October 6, 20204 yr ^ TBF the original prog rockers were young too when they created the genre! I’ve always struggled with Radiohead, they can make some of the most fabulous songs, I think ‘Pyramid Song’ is one of the greatest things ever recorded. I can’t listen to any of their albums though, with the exception of ‘OK Computer’. They’re generally tentative, tedious and sound half-finished. ‘The Bends’ is second only to ‘Pet Sounds’ as the most overrated album ever. My hovercraft is full of eels
October 6, 20204 yr I love Kid A. I had just gotten my drivers license that year. My sister's car I would borrow only had a tape deck and this was one of the few albums I had on cassette. So maybe it's nostalgia. It's good background music. I do like a lot of their other stuff though. Tom York is really passionate about it, I can get behind that.

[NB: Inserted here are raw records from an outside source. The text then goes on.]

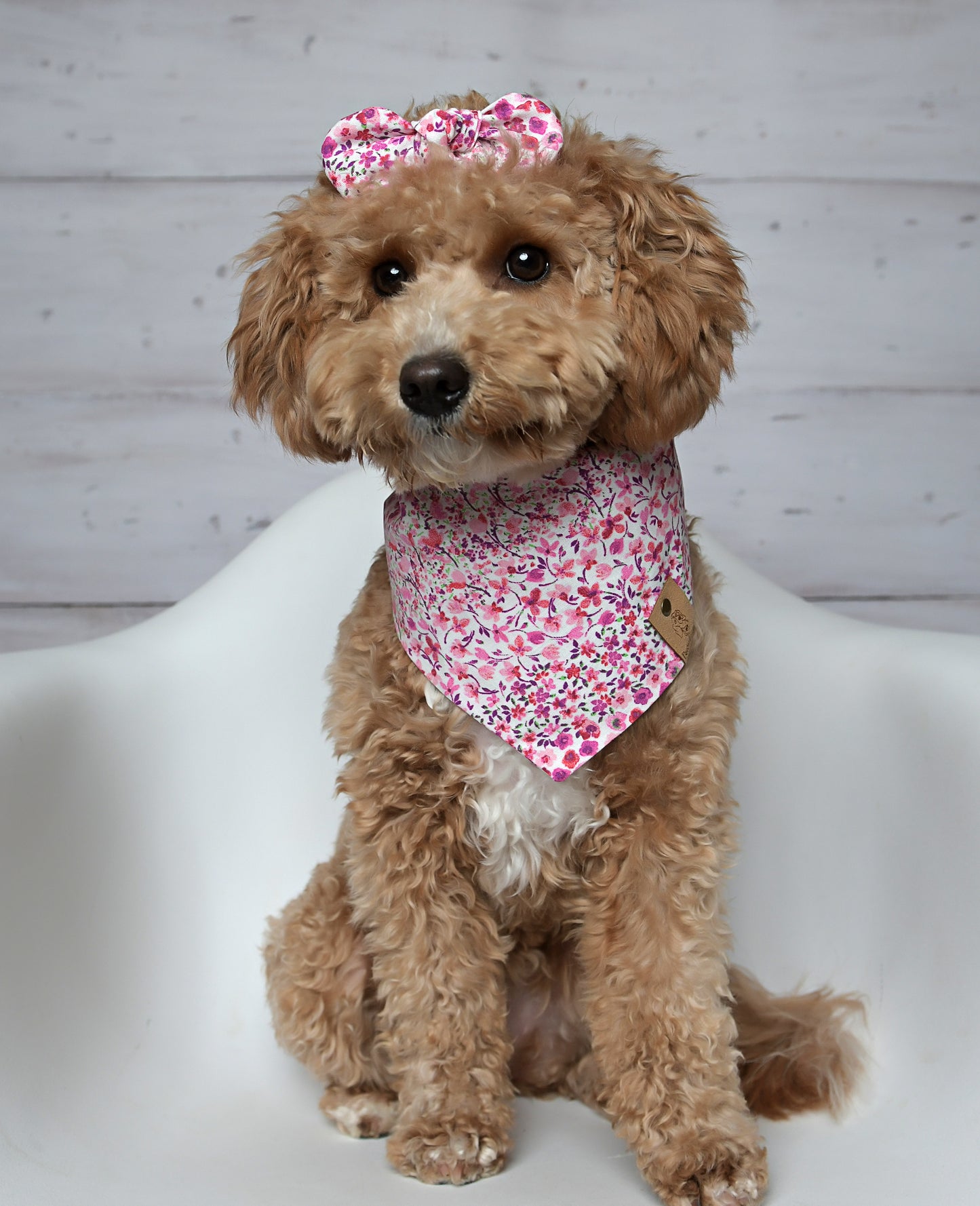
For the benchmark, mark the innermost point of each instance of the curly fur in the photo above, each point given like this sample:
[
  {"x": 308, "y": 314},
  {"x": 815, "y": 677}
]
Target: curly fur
[{"x": 482, "y": 930}]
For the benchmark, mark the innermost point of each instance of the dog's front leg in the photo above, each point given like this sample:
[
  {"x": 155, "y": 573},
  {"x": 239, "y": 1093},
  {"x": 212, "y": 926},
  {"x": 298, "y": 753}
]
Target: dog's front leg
[
  {"x": 439, "y": 967},
  {"x": 652, "y": 950}
]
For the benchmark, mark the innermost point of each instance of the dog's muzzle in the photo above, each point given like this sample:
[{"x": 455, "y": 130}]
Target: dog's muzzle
[{"x": 434, "y": 385}]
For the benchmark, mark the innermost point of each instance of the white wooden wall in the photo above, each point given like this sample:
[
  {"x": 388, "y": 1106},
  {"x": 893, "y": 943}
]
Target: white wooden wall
[{"x": 142, "y": 144}]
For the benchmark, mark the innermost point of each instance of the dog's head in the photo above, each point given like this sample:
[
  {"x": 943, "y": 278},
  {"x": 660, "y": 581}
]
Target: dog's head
[{"x": 471, "y": 321}]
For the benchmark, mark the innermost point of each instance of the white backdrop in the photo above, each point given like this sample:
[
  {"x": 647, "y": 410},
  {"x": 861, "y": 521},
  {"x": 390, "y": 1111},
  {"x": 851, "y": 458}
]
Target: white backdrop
[{"x": 142, "y": 145}]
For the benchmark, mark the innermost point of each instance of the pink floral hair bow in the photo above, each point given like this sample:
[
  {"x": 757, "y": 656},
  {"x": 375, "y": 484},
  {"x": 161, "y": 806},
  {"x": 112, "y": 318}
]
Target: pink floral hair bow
[{"x": 362, "y": 147}]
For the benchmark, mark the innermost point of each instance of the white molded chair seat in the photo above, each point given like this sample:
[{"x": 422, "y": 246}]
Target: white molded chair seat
[{"x": 165, "y": 789}]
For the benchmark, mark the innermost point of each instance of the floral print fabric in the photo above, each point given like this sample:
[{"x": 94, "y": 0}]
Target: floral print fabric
[
  {"x": 361, "y": 147},
  {"x": 527, "y": 606}
]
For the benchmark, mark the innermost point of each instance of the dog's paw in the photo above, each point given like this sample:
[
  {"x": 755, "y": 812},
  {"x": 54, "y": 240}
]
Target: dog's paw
[
  {"x": 367, "y": 1113},
  {"x": 725, "y": 1173},
  {"x": 454, "y": 1152}
]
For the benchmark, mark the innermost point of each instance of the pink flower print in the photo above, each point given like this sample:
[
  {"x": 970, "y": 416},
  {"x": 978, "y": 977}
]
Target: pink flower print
[
  {"x": 614, "y": 524},
  {"x": 533, "y": 602}
]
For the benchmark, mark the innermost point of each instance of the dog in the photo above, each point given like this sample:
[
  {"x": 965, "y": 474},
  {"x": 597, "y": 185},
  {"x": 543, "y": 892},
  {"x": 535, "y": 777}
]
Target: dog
[{"x": 474, "y": 299}]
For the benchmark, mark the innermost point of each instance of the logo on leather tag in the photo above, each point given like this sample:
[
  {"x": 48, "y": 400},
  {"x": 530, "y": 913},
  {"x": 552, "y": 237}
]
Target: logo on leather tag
[{"x": 671, "y": 618}]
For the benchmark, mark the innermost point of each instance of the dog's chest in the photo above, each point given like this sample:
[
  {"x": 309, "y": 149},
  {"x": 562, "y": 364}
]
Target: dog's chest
[{"x": 517, "y": 815}]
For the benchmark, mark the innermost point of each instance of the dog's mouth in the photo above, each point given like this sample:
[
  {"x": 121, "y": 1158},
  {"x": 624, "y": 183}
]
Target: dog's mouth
[{"x": 446, "y": 452}]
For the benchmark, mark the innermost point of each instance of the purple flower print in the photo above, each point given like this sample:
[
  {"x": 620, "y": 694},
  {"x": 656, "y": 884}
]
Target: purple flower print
[{"x": 533, "y": 601}]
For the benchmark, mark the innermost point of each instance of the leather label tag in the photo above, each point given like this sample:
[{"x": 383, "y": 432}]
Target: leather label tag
[{"x": 673, "y": 619}]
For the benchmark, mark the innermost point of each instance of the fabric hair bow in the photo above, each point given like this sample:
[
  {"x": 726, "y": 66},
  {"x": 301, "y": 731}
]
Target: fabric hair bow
[{"x": 362, "y": 147}]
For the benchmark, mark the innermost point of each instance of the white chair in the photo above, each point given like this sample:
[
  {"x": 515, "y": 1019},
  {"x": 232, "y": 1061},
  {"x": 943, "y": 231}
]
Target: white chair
[{"x": 165, "y": 789}]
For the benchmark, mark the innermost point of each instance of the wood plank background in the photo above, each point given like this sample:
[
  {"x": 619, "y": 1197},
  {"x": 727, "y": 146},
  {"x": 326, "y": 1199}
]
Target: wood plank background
[{"x": 142, "y": 145}]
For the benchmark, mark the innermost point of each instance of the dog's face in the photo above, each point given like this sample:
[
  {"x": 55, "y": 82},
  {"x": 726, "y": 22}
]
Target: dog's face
[{"x": 468, "y": 322}]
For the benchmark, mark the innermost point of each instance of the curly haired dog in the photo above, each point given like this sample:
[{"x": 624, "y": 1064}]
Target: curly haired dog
[{"x": 482, "y": 930}]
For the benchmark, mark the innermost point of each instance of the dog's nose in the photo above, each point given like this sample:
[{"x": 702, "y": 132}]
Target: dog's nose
[{"x": 434, "y": 385}]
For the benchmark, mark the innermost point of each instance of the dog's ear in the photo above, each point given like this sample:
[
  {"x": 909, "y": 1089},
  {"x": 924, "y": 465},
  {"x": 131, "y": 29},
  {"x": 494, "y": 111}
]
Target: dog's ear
[
  {"x": 281, "y": 309},
  {"x": 678, "y": 291}
]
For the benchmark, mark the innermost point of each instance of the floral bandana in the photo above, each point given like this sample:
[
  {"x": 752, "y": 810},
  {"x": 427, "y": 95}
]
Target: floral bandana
[
  {"x": 533, "y": 608},
  {"x": 361, "y": 147}
]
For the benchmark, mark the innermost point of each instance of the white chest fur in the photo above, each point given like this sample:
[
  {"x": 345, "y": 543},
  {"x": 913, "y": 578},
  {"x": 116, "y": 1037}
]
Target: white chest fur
[{"x": 519, "y": 813}]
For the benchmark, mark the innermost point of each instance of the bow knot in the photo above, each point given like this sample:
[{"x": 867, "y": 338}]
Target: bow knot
[{"x": 361, "y": 147}]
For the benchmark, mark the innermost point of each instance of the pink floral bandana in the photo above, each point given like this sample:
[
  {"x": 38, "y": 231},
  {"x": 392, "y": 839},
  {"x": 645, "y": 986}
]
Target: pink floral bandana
[
  {"x": 361, "y": 147},
  {"x": 533, "y": 607}
]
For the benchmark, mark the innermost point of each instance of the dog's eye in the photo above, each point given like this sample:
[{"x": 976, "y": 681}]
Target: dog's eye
[
  {"x": 527, "y": 265},
  {"x": 389, "y": 277}
]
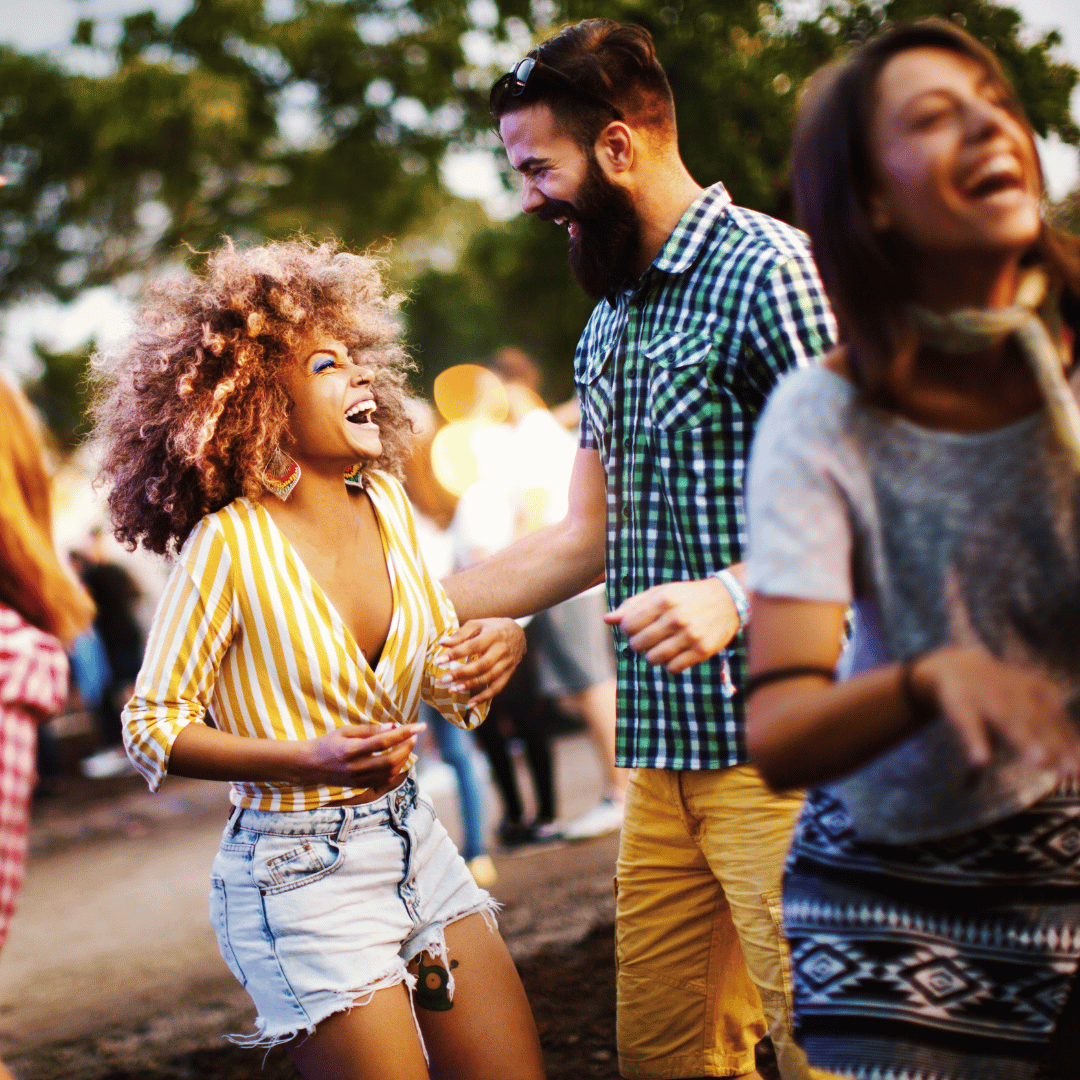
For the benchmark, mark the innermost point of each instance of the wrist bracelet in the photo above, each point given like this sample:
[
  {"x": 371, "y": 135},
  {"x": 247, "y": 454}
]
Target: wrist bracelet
[
  {"x": 782, "y": 674},
  {"x": 913, "y": 703},
  {"x": 739, "y": 597}
]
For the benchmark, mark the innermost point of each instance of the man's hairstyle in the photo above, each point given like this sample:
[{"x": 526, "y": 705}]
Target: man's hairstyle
[
  {"x": 610, "y": 62},
  {"x": 192, "y": 407},
  {"x": 833, "y": 171}
]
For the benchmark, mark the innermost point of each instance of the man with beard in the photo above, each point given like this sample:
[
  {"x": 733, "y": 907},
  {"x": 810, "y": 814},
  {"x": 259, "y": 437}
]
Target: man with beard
[{"x": 702, "y": 305}]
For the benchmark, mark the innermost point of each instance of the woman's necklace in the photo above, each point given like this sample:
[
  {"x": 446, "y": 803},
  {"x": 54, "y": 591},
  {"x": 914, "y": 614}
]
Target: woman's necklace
[{"x": 1035, "y": 318}]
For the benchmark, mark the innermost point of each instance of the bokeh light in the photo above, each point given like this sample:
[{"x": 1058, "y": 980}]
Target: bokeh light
[{"x": 471, "y": 392}]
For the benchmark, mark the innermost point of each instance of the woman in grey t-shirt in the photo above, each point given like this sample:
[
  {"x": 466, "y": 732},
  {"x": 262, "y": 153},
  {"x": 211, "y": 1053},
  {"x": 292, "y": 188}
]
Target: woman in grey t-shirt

October 6, 20204 yr 1 hour ago, roman totale XVII said: ^ TBF the original prog rockers were young too when they created the genre! I should have been more clear -- I meant young when the Radiohead records came out. So Pink Floyd, Genesis and Yes were already in their 40s by the mid-'90s.
October 6, 20204 yr 11 hours ago, jmecklenborg said: The chord voicings are not complex. These damn tracks present themselves as being sophisticated but they're not. That twerp Jacob Collier was on NPR this morning. The guy is a useful arranger since he understands chords and other arranging features like cycling through key changes like the classic Broadway numbers did, and he's a decent although not spectacular jazz pianist, but his songwriting is just style pastiches and the clever arranging turns don't distract a good listener from the central truth that there is not a real artist (or innovator) behind the sounds we're hearing. So somebody texted or emailed into the show and basically said what I just wrote and young Mr. Collier came back with a bunch of gobbly-gook about how as a teenager he took jazz "as far as it could go" and he's a product of his time because computers "are a canvass". No - Jacob Collier is what happens when a kid keeps being called he's "gifted" from age 8 onward and can't write a real song because he goes into a gifted-land bubble. It's the complete opposite of the environment rock & roll comes out of. You have everyone telling you to shut up, not telling you how great you are.